Immediately afterwards I of course photoed photos of GD2, but these photos weren’t that good. Closer-up, she was still in performance mode, but looking tired, understandably. Worse, I wasn’t able to get a proper view of her, together with the lady who was also photoing her.
Later, when we all went to the nearby Italian restaurant, GD2 was able to relax and enjoy, and this time, my view of her was perfect. She did a selfie session with the same lady who had photoed her immediately after the recital, and whom I had sat next to for the performance. “What a voice!” said this lady, when GD2 had finished. In the restaurant, she and GD2 sat right across the table from me, and more photoing occurred. I photoed this photoing:
It’s not that I object to the face of the lady on the left, who turned out to be a friend of GD2’s mother from way back. It’s just that I don’t shove faces up here without prior approval. GD2 has already said she has no objection to her face appearing here. Lady on the left has not said this, so her face gets hidden, same as when I photo any other photoers, without their permission.

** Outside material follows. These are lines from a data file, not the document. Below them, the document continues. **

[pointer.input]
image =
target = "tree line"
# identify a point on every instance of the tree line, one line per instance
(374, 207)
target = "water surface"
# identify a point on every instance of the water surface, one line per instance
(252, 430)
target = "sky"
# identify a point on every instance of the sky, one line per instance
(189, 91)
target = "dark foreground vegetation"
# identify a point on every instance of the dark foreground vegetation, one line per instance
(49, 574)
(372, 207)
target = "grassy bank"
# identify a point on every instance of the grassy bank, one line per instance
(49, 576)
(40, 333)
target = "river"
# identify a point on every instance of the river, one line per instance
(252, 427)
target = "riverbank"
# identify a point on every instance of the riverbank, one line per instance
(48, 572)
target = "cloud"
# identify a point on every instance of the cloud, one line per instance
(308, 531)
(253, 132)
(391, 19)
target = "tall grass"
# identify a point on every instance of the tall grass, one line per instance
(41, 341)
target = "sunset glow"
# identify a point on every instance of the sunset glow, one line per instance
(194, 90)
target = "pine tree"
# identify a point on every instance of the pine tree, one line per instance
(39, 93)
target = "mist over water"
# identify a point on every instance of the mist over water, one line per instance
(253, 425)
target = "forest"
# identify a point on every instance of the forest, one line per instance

Lady on the left has, it turned out, a blog, which I have already looked through, partly to see if she has photos on it of herself, in which case I could presumably put a photo of her here without causing offence. No photos of her there, that I could see.
At her blog, she follows a completely opposite rule to the rule here. Here, I say something every day, whether I have anything sensible to say or not. She, on the other hand, seems to follow the strange rule of only saying something when she has something she considers worth saying. I know, very strange. If everyone followed that rule, hardly anything would get said at all.
But I digress. My main point here, today, is well worth saying, which is that GD2 is doing very well.
Note the electric plug sockets in all the above photos. These sockets were all over the place in the restaurant, 4×2 of them at our table alone. I assume that these sockets are for recharging mobile phones, like the one being deployed in the above photos.
Any group of more than about five people is going to contain someone who needs to charge their phone. If there are no charging facilities, that’s probably a dealbreaker and the whole group will go somewhere else. So you must have charging facilities – ideally at every table.
If you stay in an old hotel, it’s not unheard of to have to unplug the TV in order to plug in your laptop or phone charger as there will be no other sockets. On the other hand, new build hotels have sockets absolutely everywhere. As do new houses.
It’s been interested to watch the etiquette of this change over the last 20 years, too. 20 years ago, people would feel guilty about plugging a charger into a socket in a cafe. When this first started happening (which I think corresponds to the introduction of laptops with WiFi about 20 years ago), you would sometimes find staff in cafes telling people they couldn’t do it, or covering power sockets, combined sometimes with genuine British embarrassment about whether they could/couldn’t/needed to ask/didn’t etc. Now it’s okay to just plug in, in much the way it is okay just to sit in a chair if one is available.
It’s a shame the world didn’t standardise on a smaller number of plug and socket types, alas.